Upload
ijafrc
View
13
Download
0
Embed Size (px)
DESCRIPTION
Information is a procedure for disposing of copy duplicates of information, and has been broadlyutilized as a part of Cloud storage to de-crease storage room and transfer transmission capacity. Onthe other hand, there is one and only duplicate for every record put away in cloud regard-less of thefact that such a document is possessed by an immense number of clients. Thus, framework enhancesstockpiling use while diminishing un-wavering quality. Besides, the test of security for delicateinformation additionally emerges when they are outsourced by clients to cloud. Intending to addressthe above security challenges, this paper makes the rest endeavor to formalize the thought ofdispersed dependable framework. We propose new conveyed frameworks with higher unwaveringquality in which the in-formation pieces are dispersed over numerous cloud servers. The securitynecessities of information privacy and label consistency are additionally accomplished by presentinga deterministic mystery sharing plan in dispersed stockpiling frameworks, rather than utilizingconcurrent encryption as a part of past frameworks. Security examination shows that ourframeworks are se-cure as far as the definitions determined in the proposed security model. As aproof of idea, we execute the proposed frameworks and exhibit that the caused overhead isextremely restricted in sensible situations.
Citation preview
International Journal of Advance Foundation and Research in Computer (IJAFRC)

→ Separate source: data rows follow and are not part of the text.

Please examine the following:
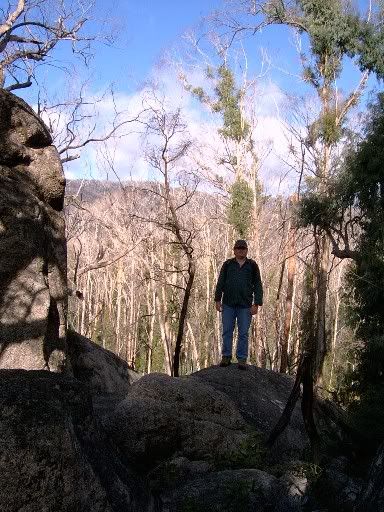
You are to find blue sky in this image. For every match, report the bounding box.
[13,0,378,191]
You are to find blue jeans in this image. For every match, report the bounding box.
[222,304,252,359]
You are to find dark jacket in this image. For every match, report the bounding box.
[215,258,263,308]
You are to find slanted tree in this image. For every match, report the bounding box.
[301,94,384,448]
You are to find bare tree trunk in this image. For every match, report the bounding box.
[172,255,195,377]
[279,216,296,373]
[314,236,330,382]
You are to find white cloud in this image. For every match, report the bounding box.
[44,62,296,193]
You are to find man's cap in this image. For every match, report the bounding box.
[233,240,248,249]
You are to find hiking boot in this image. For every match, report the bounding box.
[237,359,247,370]
[220,356,231,367]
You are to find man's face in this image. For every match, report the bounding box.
[233,247,248,260]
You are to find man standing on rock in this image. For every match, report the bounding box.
[215,240,263,370]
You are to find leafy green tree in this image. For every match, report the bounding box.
[228,178,253,238]
[300,94,384,441]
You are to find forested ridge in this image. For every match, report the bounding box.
[66,180,354,393]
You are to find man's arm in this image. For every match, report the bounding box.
[253,262,263,306]
[215,263,225,311]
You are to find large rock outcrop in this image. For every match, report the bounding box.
[0,90,67,371]
[0,370,150,512]
[67,330,140,394]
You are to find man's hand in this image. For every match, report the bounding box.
[251,304,259,316]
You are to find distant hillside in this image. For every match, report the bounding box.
[65,180,121,202]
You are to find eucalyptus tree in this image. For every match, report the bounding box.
[214,0,384,379]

Volume 3, Issue 1, January - 2016. ISSN 2348 4853, Impact Factor 1.317
47 | 2016, IJAFRC All Rights Reserved www.ijfarc.org
Secure Disrtibuted De-duplication System with Improved
Reliability in Cloud Computing Mr. Sagar G Khengat, Mr. Swapnil S Belorkar, Mr. Alok Y Shukla, Prof. Nilesh B Madke
Dept. of Computer Engineering,
ISB & M School Of Technology Nande Village, Tal.Mulashi, Pune, Savitribai Phule Pune University.
[email protected], [email protected], [email protected],
A B S T R A C T
Information is a procedure for disposing of copy duplicates of information, and has been broadly utilized as a part of Cloud storage to de-crease storage room and transfer transmission capacity. On the other hand, there is one and only duplicate for every record put away in cloud regard-less of the fact that such a document is possessed by an immense number of clients. Thus, framework enhances stockpiling use while diminishing un-wavering quality. Besides, the test of security for delicate information additionally emerges when they are outsourced by clients to cloud. Intending to address the above security challenges, this paper makes the rest endeavor to formalize the thought of dispersed dependable framework. We propose new conveyed frameworks with higher unwavering quality in which the in-formation pieces are dispersed over numerous cloud servers. The security necessities of information privacy and label consistency are additionally accomplished by presenting a deterministic mystery sharing plan in dispersed stockpiling frameworks, rather than utilizing concurrent encryption as a part of past frameworks. Security examination shows that our frameworks are se-cure as far as the definitions determined in the proposed security model. As a proof of idea, we execute the proposed frameworks and exhibit that the caused overhead is extremely restricted in sensible situations.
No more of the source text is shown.